Monata is a Python toolkit for circuit workflow automation. It provides a typed front end for organizing circuit projects, authoring SPICE-oriented netlists, running simulator tasks, and working with measurement and result data.
Monata is designed as a lightweight Python package, not as a simulator distribution. It integrates with simulator and model-toolchain programs that users install in their own environments.
- Library, cell, and view organization for circuit projects.
- Native circuit/netlist records with ngspice-compatible rendering.
- Backend-neutral simulation tasks, result objects, sweeps, corners, Monte Carlo flows, and measurements.
- Built-in ngspice subprocess backend, plus a shared-library ngspice runner
for environments that provide
libngspice. - Plotting and HDF5 result import/export available from the default install.
- Local technology-library resource directories for reusable model metadata and model-card assets.
Monata supports Python 3.11 and 3.12. The Python package does not bundle simulator binaries, so set up the runtime environment before running simulation examples.
Choose one of these environment paths. The agent-managed pixi path is recommended for new projects. The existing-environment path is only for users who have already built and installed the required circuit packages into the Python environment they plan to use.

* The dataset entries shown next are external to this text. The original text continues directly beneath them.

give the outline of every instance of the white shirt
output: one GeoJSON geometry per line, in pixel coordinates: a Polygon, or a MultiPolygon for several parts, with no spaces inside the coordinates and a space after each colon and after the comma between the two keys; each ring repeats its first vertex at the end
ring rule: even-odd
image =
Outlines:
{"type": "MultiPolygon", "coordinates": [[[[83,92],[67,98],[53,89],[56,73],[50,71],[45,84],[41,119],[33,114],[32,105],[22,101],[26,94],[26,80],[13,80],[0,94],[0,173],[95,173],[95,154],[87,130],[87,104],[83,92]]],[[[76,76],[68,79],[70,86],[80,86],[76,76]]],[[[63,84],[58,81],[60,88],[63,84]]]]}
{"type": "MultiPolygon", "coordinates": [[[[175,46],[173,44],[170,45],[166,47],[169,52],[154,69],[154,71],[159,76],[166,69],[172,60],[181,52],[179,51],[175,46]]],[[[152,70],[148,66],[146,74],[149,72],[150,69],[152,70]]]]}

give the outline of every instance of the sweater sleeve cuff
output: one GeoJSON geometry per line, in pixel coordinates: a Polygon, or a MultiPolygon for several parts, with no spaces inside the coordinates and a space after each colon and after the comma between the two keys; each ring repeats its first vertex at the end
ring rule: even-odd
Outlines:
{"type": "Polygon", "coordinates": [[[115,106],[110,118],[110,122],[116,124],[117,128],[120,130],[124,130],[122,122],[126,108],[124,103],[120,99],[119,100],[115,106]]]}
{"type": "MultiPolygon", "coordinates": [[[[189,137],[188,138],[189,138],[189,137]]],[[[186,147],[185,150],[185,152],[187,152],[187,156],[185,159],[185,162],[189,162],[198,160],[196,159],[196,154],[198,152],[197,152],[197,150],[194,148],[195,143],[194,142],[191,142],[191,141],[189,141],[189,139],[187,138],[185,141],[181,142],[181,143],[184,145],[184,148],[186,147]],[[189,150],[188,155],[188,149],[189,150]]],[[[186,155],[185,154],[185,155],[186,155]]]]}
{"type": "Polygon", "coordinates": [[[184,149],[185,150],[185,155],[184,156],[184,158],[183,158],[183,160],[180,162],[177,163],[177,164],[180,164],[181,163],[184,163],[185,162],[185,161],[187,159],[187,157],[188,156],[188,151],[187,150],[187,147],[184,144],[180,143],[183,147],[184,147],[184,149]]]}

This is the recommended environment path when you use Codex, Claude Code, or
another coding agent that can install skills or plugins. Install
monata-sim-env from
lizhangmai/skills, then ask the agent
to create the complete Monata runtime environment for you. The skill builds or
reuses required circuit-tool packages, configures pixi, installs Monata,
bootstraps PTM techlibs, generates monata_readme_demo.py, and runs it. These
install methods are equivalent; use whichever one fits your agent.
Open Skills CLI, for generic skill-aware agents:
npx skills@latest add lizhangmai/skills --skill monata-sim-envCodex plugin marketplace:
codex plugin marketplace add https://github.com/lizhangmai/skills --ref main
codex plugin list --marketplace lizhangmai --available --json
codex plugin add monata-sim-env@lizhangmaiClaude Code plugin marketplace:
/plugin marketplace add https://github.com/lizhangmai/skills
/plugin marketplace update lizhangmai
/plugin install monata-sim-env@lizhangmai
/reload-plugins
Then start a fresh agent session in your project workspace and ask:
Use the monata-sim-env skill to set up this complete Monata environment,
bootstrap PTM techlibs, generate monata_readme_demo.py, and run it.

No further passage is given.